Agar terus unggul di bidang pengelolaan kebencanaan, kata Wisnu Widjaja, para ilmuwan termasuk di UGM diharapkan tidak hanya mengandalkan hard science, namun juga kuat di social science. Keduanya digarap bersamaan dengan harapan Indonesia bisa terus memimpin.
Para ahli gunung di Jepang pun mengakui sistem untuk emergency management di Indonesia. Sistim emergency management di Indonesia dinilai lebih kuat dibanding Jepang.
“Dalam menghadapi bencana Jepang cepat karena sudah tertata dan tahu tugasnya. Namun, mereka tidak pernah membayangkan bagaimana saat erupsi Merapi ada 500 ribu orang mengungsi, dan Indonesia mampu mengurusi pengungsi sebesar itu,” katanya.

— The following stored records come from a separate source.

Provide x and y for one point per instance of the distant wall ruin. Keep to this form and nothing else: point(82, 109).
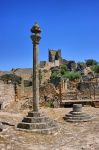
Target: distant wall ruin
point(7, 94)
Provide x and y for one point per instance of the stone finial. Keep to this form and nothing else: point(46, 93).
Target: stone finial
point(36, 28)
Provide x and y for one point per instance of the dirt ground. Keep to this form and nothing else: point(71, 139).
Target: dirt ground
point(71, 136)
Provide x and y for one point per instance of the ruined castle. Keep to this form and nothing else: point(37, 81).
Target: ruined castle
point(54, 59)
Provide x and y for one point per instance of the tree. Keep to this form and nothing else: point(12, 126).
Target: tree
point(63, 69)
point(91, 62)
point(11, 77)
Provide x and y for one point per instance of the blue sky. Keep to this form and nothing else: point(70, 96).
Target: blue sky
point(69, 25)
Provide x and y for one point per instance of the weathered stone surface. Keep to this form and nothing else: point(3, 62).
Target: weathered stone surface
point(7, 94)
point(77, 115)
point(32, 122)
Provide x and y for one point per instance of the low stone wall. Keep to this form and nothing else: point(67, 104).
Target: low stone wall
point(7, 94)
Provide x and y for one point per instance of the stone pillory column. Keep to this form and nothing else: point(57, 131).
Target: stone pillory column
point(36, 121)
point(35, 39)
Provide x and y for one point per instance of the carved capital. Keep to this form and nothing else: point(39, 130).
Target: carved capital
point(35, 38)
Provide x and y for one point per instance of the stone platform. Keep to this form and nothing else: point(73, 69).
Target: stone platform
point(37, 123)
point(77, 115)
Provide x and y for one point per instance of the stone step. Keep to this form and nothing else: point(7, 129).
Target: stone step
point(33, 114)
point(78, 115)
point(50, 130)
point(35, 119)
point(42, 125)
point(79, 120)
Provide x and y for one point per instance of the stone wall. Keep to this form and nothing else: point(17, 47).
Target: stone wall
point(7, 94)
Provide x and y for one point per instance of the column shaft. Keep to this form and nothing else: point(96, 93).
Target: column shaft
point(35, 78)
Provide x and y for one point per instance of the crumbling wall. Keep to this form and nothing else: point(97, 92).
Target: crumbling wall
point(7, 94)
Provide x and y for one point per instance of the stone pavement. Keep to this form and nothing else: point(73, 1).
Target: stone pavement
point(72, 136)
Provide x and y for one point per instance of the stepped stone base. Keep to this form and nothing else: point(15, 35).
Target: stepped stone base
point(77, 115)
point(37, 123)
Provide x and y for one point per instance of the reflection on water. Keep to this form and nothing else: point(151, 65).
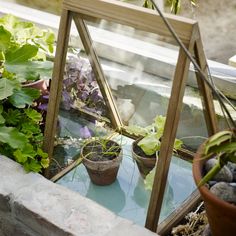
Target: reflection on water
point(113, 200)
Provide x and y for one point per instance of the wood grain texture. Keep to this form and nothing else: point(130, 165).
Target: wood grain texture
point(169, 134)
point(137, 17)
point(97, 69)
point(205, 92)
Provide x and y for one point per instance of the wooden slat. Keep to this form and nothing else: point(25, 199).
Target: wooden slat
point(102, 82)
point(206, 95)
point(56, 83)
point(165, 227)
point(131, 15)
point(169, 134)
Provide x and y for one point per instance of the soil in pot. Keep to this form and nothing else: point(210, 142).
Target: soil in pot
point(221, 214)
point(102, 161)
point(145, 163)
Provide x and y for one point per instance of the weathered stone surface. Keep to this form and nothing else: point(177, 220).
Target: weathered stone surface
point(224, 174)
point(38, 207)
point(5, 202)
point(224, 191)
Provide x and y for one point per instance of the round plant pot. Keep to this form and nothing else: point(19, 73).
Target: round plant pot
point(145, 164)
point(101, 172)
point(41, 85)
point(221, 214)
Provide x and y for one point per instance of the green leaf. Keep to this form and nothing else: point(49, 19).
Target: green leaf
point(13, 137)
point(12, 117)
point(7, 87)
point(24, 97)
point(32, 165)
point(137, 130)
point(31, 70)
point(21, 54)
point(33, 115)
point(150, 144)
point(216, 140)
point(148, 182)
point(5, 39)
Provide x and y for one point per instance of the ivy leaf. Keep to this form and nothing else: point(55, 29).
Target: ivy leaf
point(2, 120)
point(21, 54)
point(33, 115)
point(24, 97)
point(13, 137)
point(30, 129)
point(7, 87)
point(5, 39)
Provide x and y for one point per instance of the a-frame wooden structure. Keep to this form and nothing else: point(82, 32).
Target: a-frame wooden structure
point(146, 20)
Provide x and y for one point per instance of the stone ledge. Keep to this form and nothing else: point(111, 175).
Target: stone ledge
point(36, 206)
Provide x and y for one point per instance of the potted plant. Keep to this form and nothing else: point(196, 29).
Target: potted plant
point(221, 148)
point(21, 133)
point(145, 149)
point(101, 157)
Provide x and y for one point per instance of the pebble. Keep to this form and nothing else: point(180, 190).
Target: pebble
point(224, 174)
point(224, 191)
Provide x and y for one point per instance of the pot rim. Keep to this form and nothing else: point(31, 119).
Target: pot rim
point(141, 157)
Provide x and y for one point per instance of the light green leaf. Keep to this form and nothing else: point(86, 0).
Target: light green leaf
point(32, 165)
point(24, 97)
point(31, 70)
point(5, 39)
point(12, 137)
point(7, 87)
point(21, 54)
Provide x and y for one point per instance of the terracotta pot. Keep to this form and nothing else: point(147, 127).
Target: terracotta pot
point(101, 172)
point(39, 84)
point(145, 164)
point(221, 214)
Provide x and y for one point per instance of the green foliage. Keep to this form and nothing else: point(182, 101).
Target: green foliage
point(150, 143)
point(20, 133)
point(221, 145)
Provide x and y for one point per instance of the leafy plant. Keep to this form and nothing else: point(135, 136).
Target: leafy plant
point(80, 88)
point(151, 141)
point(20, 124)
point(222, 146)
point(24, 47)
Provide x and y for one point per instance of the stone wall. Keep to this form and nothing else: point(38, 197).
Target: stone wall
point(31, 205)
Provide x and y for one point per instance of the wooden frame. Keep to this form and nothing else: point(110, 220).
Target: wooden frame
point(146, 20)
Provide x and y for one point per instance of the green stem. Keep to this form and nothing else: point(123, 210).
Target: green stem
point(210, 174)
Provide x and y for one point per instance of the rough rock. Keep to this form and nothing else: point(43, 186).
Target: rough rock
point(232, 167)
point(224, 191)
point(224, 174)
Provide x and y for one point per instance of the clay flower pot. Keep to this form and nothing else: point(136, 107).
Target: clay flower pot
point(101, 166)
point(145, 164)
point(221, 214)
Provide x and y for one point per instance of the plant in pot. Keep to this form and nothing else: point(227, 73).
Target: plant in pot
point(145, 149)
point(20, 124)
point(26, 51)
point(214, 169)
point(102, 157)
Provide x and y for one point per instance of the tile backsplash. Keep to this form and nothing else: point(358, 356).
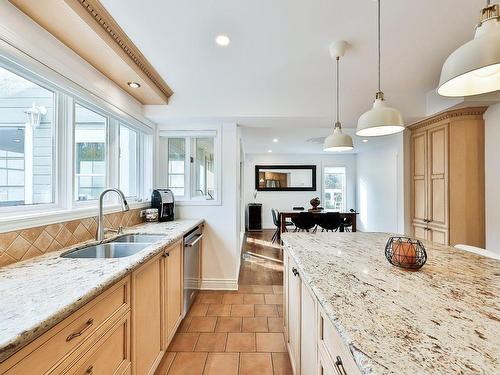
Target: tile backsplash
point(28, 243)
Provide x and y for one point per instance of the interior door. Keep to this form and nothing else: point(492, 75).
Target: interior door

Oleh karena itu, dengan pengalaman yang lebih banyak dimiliki, Indonesia seharusnya lebih percaya diri. Hal ini tentu menjadi peluang bagi peneliti agar prospek dan peluangnya lebih bisa di tingkatkan lagi.
Hal serupa disampaikan Wakil Rektor Bidang Kerja Sama dan Alumni UGM, Dr. Paripurna, S.H., M.Hum., LL.M. UGM merasa senang bisa kembali bekerja sama dengan BNP karena dari sini UGM bisa mengembangkan early warning system hingga ke level dunia dan mendapat pengakuan dari ISO. Hal ini tentu menjadi sesuatu yang membanggakan sekaligus memperteguh kepercayaan diri.
“Kemajuan, inovasi maupun teknologi bisa cepat berkembang kalau kita bekerja sama, baik dengan pemerintah maupun dunia industri, masyarakat,” katanya. (Humas UGM/ Agung; foto: Bani)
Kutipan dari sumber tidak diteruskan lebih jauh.